Da fällt auf, dass gerade jetzt Texte in maßgeblichen deutschen Zeitungen erscheinen, die man Bilanzartikel nennen könnte. Texte, die das Theater an sich mit der Säure des Überdrusses begießen. Sie sind im Furor der Vergeltung geschrieben, und man könnte sie mit einem fauchenden “Ihr seid selbst schuld!” zusammenfassen. Kritiker, die einen geringen Teil des deutschen Theatergeschehens überblicken, wagen den kalten Blick aufs Ganze. Sie entsorgen schriftlich, was ihnen schon immer auf die Nerven ging. Sie unterstellen, dass das Publikum aufgrund der mangelnden Verständlichkeit/ästhetischen Qualität/Strahlkraft vieler Aufführungen wegbleibe.

Es ist Abrechnungszeit: Man rächt sich für all die Stunden, die einem das Theater gestohlen hat. Gerade Autoren, die sich früher dagegen verwahrt hätten, Publikumszuspruch mit künstlerischem Erfolg gleichzusetzen, ja die dem Theater das Recht auf das Experiment, die Laborsituation, das Spiel vor kaum gefüllten Rängen ausdrücklich zusprachen, gerade solche Kritiker sprechen nun davon, dass lauter ihr persönlich-politisches Süppchen kochende, in Blasen lebende Theateroberlehrer die Häuser leer gespielt hätten. Und dass solches Theater niemand brauche.

Kurzum: Das von höherer Gewalt Bedrohte wird im Moment seiner Schwäche zur Disposition gestellt.
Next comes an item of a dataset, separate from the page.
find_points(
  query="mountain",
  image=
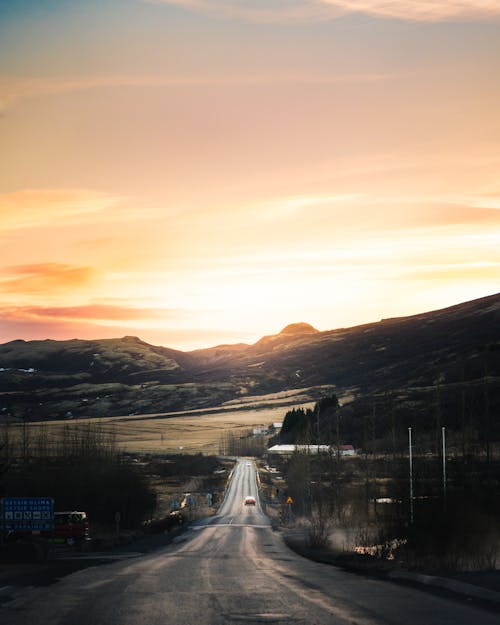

Natürlich ist Theaterkritik ein anstrengender Beruf. Der Theaterkritiker kann nicht, wie der Film- oder Buchrezensent, das Kulturprodukt im Programmkino nebenan oder gleich zu Hause studieren, nein, er muss in den Waggons eines sich auf groteske Weise selbst zerlegenden Höllenfahrtbetriebs namens Deutsche Bahn durchs Land zuckeln.

Das ist nicht schön.

Jedoch, das Theater jetzt, wo es ihm aus ausnahmsweise nur zu kleinen Teilen selbst verschuldeten Gründen schlecht geht (auch viele Lesungen, Konzerte, Kinovorstellungen werden weniger gut besucht als vor der Pandemie beziehungsweise vor dem Krieg), mit Verachtung zu strafen, verrät einen Zorn, der mit kritischer Distanz zum Betrieb nicht mehr viel zu tun hat. Eher schon mit jener Kulturtechnik, die man volkstümlich “jemandem einen mitgeben” nennt.

Das kann man tun. Aber man sollte es tun, wenn die wahren Krisen vorbei sind. Tut man es jetzt, nähert man sich dem Reaktionären.